Tuesday, November 3, 2015


Here's a card that dates back to the time of World War I.  It shows a very long mule train, and the caption reads "Ready for Review, Camp MacArthur, Waco, Texas."

The camp was located on 10,699 acres of land in northwest Waco, and it was named for General Arthur MacArthur, Jr. on July 18, 1917.  Construction began on July 20, 1917, and the camp cost $5 million to build.  In September of that same year, 18,000 soldiers from Michigan and Wisconsin arrived.  The camp had an officers' training school, demobilization facility, infantry replacement and training camp, hospital, administrative offices, and a tent camp.

Between 1917 and 1919, 45,074 troops were stationed in Waco.  The 32nd (Red Arrow) Division based at Camp MacArthur took part in combat in France in 1918.  On March 7, 1919, the camp closed, and the land became part of the city.

This next postcard shows a very popular attraction in Kansas City known as Electric Park.  It was built by Joseph Heim, who was president of the Heim Brothers Brewery.  His brothers, Michael and Ferdinand Jr. ran the park.

There were actually two Electric Parks.  The first one was built in 1899, next to the Heim Brewery in the East Bottoms.  Later, a second, bigger Electric Park was built at 46th and The Paseo.  It opened in 1907.  I'm not sure which park this postcard is from, but I think maybe it's the second one.

The second park, like the first one, was easy to get to on the city railway.  In 1911, it attracted one million people, with an average of 8,000 paying customers per day.  The park featured band concerts, vaudeville, a natatorium, an alligator farm, a German village, chutes, a roller coaster, penny parlors, boat tours, ice cream shops, a shooting gallery, outdoor swimming, a carousel, clubhouse cafe, 5-cent theater, and many other things.

Walt Disney and his little sister used to visit the park often when they were children.  Many of its features inspired Disney when he was later planning Disneyland.

In 1925, Electric Park caught fire, and much of it was destroyed.  In spite of this, the park's theater and aquarium stayed open the rest of the season.  The Heim family decided to sell the land, so on September 1, the park closed with a huge fireworks display.

In the next postcard, we can see The Thornton & Minor Sanitarium at its 10th and McGee St. location.  This medical facility was limited to "the special treatment of Piles, Fistula & Diseases of the Rectum & Pelvis including Rupture and Diseases of Women."

The clinic was started by Dr.

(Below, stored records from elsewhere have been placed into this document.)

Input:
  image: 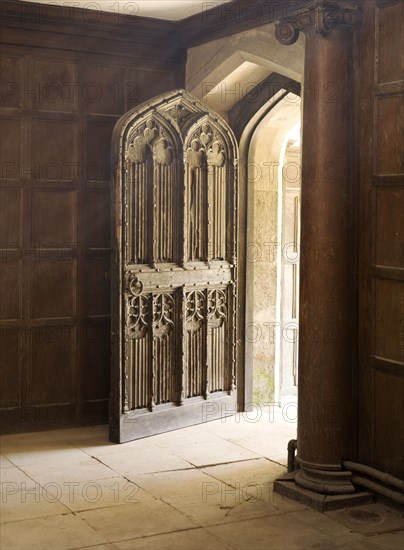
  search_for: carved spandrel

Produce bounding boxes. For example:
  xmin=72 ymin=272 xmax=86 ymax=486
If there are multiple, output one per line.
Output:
xmin=208 ymin=141 xmax=226 ymax=168
xmin=208 ymin=289 xmax=227 ymax=328
xmin=153 ymin=294 xmax=175 ymax=338
xmin=275 ymin=0 xmax=362 ymax=45
xmin=185 ymin=290 xmax=205 ymax=331
xmin=153 ymin=137 xmax=174 ymax=166
xmin=126 ymin=296 xmax=150 ymax=340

T.W. Thornton in 1877 and was located in a small building at 111 W. 10th St.  Dr. W.E. Minor joined the practice in 1885.  The organization moved twice before reaching its final home on the corner of Linwood Boulevard and Harrison St.  By this time, more than 65,000 people had received treatment.

In 1957, the Thornton & Minor hospital merged its facilities with the McCleary clinic and moved to Excelsior Springs.  Their Kansas City building became the regional office facility for the Veterans Administration.

This is a flour mill owned by the Central Kansas Milling Company.  I couldn't find out much about them or about Gold Bond Flour.  The company might have been located in Wichita, but maybe not.  Anyway, Gold Bond Flour is not the same thing as Gold Medal Flour, which is made in Minnesota.


  1. Replies
    1. I'm so glad you liked it. I think these old photos are really interesting!

  2. Thanks for providing good information,Thanks for your sharing.


    1. Thanks for taking the time to read my blog and to write comments on so many entries. I'm glad you enjoyed them.